When Apple introduced its first fingerprint reader-equipped iPhone in 2013, scholars speculated that the Fifth Amendment may not apply to fingerprints. Indeed, just a year later, a Virginia judge ruled that police could force a person to unlock his own iPhone with his fingerprint. And this February, a federal judge in Los Angeles signed a search warrant that compelled a 29-year-old woman to do the same.
But these decisions don’t necessarily mean the debate over the Fifth Amendment and fingerprint readers is all wrapped up, says Al Gidari, a technology lawyer and the director of privacy at Stanford University’s Center for Internet and Society.
Gidari disagrees with the judges who signed warrants for fingerprint unlocks. The Supreme Court has determined that the Fifth Amendment applies only to “testimonial communication that is incriminating.” Gidari says that even though a fingerprint on its own isn’t covered by the Fifth Amendment, the act of unlocking a device with a fingerprint falls into the special protected category.
“When you put your fingerprint on the phone, you’re actually communicating something,” Gidari said. “You’re saying, ‘Hi, it’s me. Please open up.’”
The same should hold true for any other biometric authentication, Gidari said, whether it’s a physical feature like an iris pattern, a unique characteristic like a speech pattern, or a behavioral trait like a typing or clicking pattern.

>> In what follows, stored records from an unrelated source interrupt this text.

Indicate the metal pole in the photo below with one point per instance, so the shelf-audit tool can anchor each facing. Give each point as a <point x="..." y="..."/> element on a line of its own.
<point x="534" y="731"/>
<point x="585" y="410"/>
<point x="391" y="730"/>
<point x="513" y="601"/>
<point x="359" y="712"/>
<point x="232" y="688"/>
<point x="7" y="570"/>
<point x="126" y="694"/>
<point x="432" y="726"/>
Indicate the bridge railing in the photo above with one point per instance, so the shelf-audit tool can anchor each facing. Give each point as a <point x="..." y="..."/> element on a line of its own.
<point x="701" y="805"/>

Any action or characteristic that’s programmed to unlock a phone becomes a way of communicating and should be protected, he said.

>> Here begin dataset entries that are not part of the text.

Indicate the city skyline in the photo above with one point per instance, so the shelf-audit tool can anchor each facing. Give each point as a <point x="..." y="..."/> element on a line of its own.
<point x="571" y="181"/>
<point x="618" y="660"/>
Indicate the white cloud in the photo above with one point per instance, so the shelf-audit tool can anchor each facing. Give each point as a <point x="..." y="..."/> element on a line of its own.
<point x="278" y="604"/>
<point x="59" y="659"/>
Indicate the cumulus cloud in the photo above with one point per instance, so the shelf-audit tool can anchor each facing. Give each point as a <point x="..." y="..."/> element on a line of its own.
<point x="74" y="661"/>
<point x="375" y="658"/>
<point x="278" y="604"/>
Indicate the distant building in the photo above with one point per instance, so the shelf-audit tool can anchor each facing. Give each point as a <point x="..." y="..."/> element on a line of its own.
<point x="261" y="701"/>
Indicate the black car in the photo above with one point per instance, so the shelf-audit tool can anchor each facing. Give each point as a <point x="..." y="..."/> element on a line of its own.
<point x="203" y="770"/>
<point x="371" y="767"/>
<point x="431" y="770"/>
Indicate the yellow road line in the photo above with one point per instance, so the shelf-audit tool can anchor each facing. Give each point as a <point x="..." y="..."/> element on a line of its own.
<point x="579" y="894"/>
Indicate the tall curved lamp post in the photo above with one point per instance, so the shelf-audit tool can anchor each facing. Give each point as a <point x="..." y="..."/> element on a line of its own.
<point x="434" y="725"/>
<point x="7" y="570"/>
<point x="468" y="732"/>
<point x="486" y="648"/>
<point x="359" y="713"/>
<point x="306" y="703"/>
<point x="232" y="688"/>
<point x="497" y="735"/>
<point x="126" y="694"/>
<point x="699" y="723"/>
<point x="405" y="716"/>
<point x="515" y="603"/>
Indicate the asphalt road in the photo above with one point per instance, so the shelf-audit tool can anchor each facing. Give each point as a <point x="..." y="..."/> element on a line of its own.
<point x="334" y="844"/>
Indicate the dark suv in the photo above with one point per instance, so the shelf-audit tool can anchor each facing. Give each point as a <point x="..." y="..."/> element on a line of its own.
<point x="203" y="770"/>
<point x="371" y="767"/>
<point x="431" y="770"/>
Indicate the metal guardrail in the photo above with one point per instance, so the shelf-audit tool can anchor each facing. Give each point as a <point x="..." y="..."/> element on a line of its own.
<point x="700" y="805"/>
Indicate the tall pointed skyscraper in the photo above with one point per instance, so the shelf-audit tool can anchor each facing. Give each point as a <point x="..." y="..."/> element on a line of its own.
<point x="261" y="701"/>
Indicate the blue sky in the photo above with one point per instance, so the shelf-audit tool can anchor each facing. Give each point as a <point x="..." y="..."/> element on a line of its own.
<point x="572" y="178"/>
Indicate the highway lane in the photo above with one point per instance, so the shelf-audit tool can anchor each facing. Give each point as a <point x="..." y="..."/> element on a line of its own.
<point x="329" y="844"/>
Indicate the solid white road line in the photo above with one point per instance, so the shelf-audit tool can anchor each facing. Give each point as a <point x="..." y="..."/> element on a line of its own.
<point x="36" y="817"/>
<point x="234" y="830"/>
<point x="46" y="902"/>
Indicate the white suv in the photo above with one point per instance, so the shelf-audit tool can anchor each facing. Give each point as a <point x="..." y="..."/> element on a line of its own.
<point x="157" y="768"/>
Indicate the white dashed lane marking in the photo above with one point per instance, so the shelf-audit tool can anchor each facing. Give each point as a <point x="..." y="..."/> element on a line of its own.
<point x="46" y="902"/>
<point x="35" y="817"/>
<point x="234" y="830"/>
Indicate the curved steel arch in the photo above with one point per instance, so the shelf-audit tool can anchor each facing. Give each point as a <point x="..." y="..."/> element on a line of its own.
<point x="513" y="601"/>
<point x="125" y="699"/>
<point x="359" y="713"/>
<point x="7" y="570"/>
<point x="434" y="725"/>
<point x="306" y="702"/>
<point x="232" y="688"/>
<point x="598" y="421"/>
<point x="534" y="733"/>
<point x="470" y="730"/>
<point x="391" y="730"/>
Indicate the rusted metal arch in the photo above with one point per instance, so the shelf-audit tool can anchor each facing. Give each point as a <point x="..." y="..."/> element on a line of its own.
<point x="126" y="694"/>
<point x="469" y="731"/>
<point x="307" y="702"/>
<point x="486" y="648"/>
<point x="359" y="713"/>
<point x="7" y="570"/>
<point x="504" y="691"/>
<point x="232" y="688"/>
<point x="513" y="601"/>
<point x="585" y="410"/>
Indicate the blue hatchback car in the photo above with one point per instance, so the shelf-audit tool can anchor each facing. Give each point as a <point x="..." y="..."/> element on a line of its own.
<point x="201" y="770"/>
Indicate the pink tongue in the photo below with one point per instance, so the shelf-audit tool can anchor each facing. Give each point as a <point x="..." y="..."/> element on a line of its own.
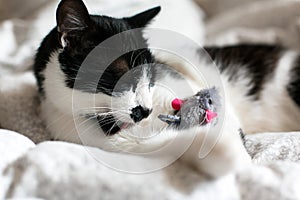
<point x="210" y="116"/>
<point x="176" y="104"/>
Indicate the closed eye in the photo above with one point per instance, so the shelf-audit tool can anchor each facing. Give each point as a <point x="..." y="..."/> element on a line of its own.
<point x="150" y="85"/>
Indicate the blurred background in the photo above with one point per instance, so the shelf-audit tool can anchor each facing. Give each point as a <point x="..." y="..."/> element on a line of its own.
<point x="23" y="23"/>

But Orin Kerr, a former computer-crime lawyer for the Justice Department who’s now a law professor at George Washington University, says written passwords and physical authentication are fundamentally different. “Unlocking devices through biometric systems generally won’t raise Fifth Amendment issues,” Kerr wrote in an email.
As biometrically secured devices continue to spread, more and more judges will have to decide how the law should treat the new technology. It will likely take some time to reach a universal standard.

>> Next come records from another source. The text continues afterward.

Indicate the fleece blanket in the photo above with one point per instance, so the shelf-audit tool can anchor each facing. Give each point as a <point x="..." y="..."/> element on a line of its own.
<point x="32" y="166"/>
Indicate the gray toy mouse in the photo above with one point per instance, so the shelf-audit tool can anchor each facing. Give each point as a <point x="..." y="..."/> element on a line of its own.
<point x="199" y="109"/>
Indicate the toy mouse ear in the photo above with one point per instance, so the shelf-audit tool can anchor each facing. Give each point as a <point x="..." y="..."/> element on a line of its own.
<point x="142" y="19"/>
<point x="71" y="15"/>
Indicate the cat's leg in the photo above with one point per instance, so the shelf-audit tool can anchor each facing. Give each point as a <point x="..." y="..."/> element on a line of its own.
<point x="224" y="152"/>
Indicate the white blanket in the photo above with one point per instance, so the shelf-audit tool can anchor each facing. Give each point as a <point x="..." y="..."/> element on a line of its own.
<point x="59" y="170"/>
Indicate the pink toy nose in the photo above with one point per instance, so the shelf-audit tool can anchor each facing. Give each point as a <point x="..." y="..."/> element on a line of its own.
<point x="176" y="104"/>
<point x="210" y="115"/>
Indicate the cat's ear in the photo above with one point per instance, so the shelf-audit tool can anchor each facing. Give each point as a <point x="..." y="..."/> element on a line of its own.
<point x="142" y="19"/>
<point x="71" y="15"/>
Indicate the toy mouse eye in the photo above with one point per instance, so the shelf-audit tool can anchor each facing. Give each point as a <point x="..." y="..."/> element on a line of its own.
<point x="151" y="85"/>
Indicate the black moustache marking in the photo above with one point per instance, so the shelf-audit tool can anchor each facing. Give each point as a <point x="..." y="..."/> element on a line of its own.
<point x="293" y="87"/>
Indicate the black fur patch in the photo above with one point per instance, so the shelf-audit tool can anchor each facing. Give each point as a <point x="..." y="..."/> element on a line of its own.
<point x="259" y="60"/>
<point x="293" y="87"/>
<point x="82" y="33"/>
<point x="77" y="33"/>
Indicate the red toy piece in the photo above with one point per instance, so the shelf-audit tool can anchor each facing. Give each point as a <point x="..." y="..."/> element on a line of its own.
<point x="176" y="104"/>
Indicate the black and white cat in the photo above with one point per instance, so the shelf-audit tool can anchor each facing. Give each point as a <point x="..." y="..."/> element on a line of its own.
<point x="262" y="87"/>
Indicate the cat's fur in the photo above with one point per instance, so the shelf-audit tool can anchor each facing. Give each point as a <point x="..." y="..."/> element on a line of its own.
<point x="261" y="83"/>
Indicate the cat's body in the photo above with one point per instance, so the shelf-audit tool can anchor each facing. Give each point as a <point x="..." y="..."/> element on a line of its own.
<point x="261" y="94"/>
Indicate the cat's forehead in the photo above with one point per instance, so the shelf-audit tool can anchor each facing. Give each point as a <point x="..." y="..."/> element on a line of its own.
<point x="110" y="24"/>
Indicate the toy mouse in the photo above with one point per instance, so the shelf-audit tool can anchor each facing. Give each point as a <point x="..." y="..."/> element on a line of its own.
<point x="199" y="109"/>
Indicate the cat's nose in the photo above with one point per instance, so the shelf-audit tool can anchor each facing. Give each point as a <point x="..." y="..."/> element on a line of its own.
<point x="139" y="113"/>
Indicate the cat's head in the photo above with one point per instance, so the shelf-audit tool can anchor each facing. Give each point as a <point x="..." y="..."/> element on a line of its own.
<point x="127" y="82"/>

For now, however, biometric security tends to use traditional passwords as a backstop: A fingerprint-secured iPhone will ask for a passcode after being restarted, or after 48 hours of inactivity. That’s why the federal judge in Los Angeles had to act quickly when she was presented with a search warrant this February. (She signed it less than an hour after receiving it.)
Behavioral biometrics are even more complex. Google’s prototype constantly evaluates users’ actions and compares them against established patterns to assign an ever-changing trust score. If the device is being used in a familiar way, a high trust score will allow the device to remain unlocked. If, however, a user is clicking or tapping around in an unusual way, the trust score will fall and the device may ask for a password.